Savvy travellers can get bargains by trading their currency on the black market and paying for meals and accommodation with bolivars in cash, but regular tourists usually don't like the hassle of having to negotiate with shady moneychangers.
The government expropriated the Caracas Hilton a few years ago and many companies are wary about investing in new properties.
"Our tourist infrastructure has not changed or grown since 1998 as much as it should have," Lamas, the tour operator, said. "The most serious trouble we have is a lack of investment." Critics blame government policies for stifling investment and mismanaging the economy.
Currency concerns and the difficulties Venezuelans face in getting dollars to travel abroad have led hotel operators and airlines to focus more on the domestic market.
"National tourism has increased, especially in high season," Cifuentes said, citing government programmes to make domestic travel more attractive.
Internationally, travel and tourism accounts for 9.3 percent of global GDP, according to the World Travel and Tourism Council.

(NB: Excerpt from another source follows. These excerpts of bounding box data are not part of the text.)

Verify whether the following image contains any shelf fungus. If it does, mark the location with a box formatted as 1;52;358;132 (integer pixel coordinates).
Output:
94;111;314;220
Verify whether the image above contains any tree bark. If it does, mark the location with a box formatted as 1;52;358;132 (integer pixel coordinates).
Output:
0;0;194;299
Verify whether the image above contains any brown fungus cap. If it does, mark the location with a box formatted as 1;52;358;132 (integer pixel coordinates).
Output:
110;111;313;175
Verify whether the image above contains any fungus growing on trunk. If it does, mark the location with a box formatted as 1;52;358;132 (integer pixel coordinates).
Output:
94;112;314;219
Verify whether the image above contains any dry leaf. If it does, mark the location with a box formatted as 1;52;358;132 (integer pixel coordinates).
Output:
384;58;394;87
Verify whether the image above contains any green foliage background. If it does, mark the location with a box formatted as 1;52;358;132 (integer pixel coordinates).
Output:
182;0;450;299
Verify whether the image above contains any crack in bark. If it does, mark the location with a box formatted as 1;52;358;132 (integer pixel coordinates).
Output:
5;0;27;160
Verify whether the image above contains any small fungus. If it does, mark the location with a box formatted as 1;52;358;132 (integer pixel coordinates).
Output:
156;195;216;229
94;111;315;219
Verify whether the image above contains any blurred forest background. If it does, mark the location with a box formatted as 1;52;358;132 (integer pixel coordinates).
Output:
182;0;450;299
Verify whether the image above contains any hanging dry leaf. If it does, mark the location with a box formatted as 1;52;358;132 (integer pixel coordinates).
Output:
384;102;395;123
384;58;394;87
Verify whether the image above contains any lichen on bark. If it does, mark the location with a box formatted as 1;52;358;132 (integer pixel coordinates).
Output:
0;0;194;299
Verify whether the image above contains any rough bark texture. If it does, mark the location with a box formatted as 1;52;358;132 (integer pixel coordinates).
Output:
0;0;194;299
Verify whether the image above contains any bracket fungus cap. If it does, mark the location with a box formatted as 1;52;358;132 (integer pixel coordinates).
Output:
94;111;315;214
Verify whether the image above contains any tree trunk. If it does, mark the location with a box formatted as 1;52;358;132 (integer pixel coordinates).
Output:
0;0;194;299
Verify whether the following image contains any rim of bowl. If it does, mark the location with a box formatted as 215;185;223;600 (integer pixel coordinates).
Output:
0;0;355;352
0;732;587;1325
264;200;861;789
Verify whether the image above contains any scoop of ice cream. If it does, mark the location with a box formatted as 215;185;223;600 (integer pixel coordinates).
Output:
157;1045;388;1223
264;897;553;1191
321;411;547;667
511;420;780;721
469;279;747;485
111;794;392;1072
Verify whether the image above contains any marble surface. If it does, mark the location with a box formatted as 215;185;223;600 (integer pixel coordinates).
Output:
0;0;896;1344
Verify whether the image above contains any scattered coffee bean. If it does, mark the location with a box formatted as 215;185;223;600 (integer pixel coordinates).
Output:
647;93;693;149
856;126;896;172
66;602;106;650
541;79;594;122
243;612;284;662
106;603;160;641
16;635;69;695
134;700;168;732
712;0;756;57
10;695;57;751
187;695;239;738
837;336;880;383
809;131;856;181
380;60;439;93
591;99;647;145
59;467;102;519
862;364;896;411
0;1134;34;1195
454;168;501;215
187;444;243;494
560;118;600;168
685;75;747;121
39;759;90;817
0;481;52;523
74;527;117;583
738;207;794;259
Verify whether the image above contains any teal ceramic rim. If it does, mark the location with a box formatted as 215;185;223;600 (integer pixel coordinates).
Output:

The sector is forecast to expand 3.1 percent in 2013 from $2.1tn in 2012.
"Tourism [in Venezuela] accounts for almost nothing in the national GDP, as oil is responsible for bringing all the money home," Cifuentes, the professor, said.
Yet the government spokeswoman believes Venezuela has "great tourism potential", boasting "the world's largest cable car", picturesque beaches and great appeal among emerging markets.
Compared with the world's other oil-dependent countries, a long-weekend on Margarita Island's beaches probably sounds better to many travellers than a vacation in Saudi Arabia, Nigeria, Iran, Russia or Kuwait.